No ano de 1971, no fim de março, algo aconteceu e me impediu de seguir o programa que minha família havia tão cuidadosamente traçado para mim. Pela primeira vez, Sua Divina Graça A.C. Bhaktivedanta Swami Prabhupada estava excursionando pela Índia com seus discípulos estrangeiros. Eles haviam chegado a Bombaim pouco antes de mim, e agora realizariam um festival espiritual em um pandal (enorme tenda) na Cross Maidan.

Os devotos divulgaram o programa muito amplamente, em jornais e outdoors. Nas propagandas, os discípulos de Srila Prabhupada eram descritos como sadhus (devotos santos) americanos, canadenses, europeus, africanos e japoneses. Isso era sem precedentes. Antes, quando quer que a palavra sadhu fosse associada a alguém, pressupunha-se que o indivíduo era indiano. Não havia qualquer outra possibilidade. Aquelas propagandas, entretanto, estavam falando de sadhus do mundo inteiro. Aquilo era uma grande novidade para qualquer morador de Bombaim, e fascinou especialmente minha pessoa.

Intrigado, fui ao Festival Hare Krsna, que havia sido muito bem organizado. Os sadhus Hare Krsna eram a maior atração para mim. Apreciei seu canto, sua dança, seu caminhar e sua fala. Com efeito, gostei de tudo neles, e compareci ao evento praticamente todas as noites. Eu apenas assistia e ouvia. Embora eu soubesse inglês, eu não era fluente, e falar com estrangeiros era difícil demais para mim. Comprei algumas revistas e alguns livretos com o pouco dinheiro que eu tinha.

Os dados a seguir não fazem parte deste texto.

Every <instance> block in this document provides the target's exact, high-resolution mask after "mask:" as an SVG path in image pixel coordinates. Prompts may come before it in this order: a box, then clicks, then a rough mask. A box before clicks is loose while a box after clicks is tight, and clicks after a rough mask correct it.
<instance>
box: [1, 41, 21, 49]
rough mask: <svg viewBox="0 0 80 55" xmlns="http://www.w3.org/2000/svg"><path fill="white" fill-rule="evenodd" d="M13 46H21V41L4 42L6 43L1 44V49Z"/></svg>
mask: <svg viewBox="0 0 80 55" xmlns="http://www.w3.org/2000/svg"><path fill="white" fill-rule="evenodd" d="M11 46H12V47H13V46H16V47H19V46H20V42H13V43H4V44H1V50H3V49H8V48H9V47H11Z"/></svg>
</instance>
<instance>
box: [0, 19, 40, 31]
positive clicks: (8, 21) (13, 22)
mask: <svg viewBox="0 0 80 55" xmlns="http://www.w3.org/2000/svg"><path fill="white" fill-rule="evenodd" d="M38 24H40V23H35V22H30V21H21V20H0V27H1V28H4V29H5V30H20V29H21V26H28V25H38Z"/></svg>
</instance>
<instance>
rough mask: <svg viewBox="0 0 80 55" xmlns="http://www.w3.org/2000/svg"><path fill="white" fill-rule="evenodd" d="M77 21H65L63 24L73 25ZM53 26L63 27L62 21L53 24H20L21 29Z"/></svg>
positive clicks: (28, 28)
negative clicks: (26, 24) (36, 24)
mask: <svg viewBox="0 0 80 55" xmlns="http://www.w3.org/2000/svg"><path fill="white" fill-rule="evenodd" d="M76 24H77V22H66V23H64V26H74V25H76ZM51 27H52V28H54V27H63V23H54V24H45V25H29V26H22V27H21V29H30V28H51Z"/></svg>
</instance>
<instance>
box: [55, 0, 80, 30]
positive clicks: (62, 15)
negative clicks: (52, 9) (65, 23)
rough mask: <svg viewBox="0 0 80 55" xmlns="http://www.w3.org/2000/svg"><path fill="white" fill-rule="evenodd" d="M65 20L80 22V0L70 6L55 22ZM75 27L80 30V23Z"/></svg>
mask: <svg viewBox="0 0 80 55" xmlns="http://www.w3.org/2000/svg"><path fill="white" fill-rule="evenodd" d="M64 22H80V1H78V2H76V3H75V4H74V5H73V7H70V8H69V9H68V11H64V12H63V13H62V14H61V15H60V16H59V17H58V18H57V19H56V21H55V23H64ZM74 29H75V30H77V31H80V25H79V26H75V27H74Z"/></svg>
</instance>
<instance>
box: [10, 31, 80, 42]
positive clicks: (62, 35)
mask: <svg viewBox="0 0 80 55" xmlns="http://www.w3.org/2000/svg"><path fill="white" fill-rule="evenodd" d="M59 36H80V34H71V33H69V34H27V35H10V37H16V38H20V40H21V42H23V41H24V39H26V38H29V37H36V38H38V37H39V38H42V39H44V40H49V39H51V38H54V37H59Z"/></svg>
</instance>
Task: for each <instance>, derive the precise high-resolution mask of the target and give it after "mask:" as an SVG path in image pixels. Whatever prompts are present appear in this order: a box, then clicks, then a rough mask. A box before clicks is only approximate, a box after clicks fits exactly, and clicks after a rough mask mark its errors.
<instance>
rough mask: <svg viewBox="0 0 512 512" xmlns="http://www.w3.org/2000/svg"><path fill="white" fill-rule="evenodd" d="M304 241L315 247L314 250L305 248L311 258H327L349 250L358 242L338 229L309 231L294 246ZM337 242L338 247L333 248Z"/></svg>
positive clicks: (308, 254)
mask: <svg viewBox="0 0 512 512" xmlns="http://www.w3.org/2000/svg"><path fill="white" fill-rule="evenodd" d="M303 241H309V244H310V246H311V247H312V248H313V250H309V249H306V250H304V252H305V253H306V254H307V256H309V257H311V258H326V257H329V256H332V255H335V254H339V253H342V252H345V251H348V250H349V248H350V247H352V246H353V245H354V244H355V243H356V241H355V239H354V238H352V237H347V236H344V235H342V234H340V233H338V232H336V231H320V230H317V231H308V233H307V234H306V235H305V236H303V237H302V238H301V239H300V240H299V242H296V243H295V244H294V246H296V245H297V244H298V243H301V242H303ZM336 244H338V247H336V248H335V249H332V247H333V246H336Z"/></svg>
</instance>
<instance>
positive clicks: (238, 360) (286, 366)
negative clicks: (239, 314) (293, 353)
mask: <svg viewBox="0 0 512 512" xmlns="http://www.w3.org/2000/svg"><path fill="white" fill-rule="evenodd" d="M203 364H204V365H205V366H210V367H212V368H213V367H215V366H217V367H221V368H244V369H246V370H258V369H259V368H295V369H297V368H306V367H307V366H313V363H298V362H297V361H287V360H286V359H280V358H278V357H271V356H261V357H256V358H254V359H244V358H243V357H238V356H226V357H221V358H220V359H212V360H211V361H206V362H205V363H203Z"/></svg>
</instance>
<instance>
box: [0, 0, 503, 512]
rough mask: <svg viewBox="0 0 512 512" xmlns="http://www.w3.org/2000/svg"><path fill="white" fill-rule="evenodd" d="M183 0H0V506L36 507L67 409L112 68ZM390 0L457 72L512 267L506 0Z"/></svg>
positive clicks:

Srila Prabhupada palestrou todas as noites. Ele discutiu muitos tópicos referentes à consciência de Krsna e estabeleceu muitos pontos. Contudo, o ponto que teve maior impacto em mim, e que me atraiu a ele e à sua sociedade mais do que qualquer outra coisa, foi o simples ponto de que, se você serve Krsna, a Suprema Personalidade de Deus, você serve simultaneamente tudo e todos. Srila Prabhupada apresentou a analogia do que acontece quando alguém rega uma árvore. Simplesmente por aguar a raiz da árvore, automaticamente se fornece água a todas as folhas, ramos, frutas e flores da árvore.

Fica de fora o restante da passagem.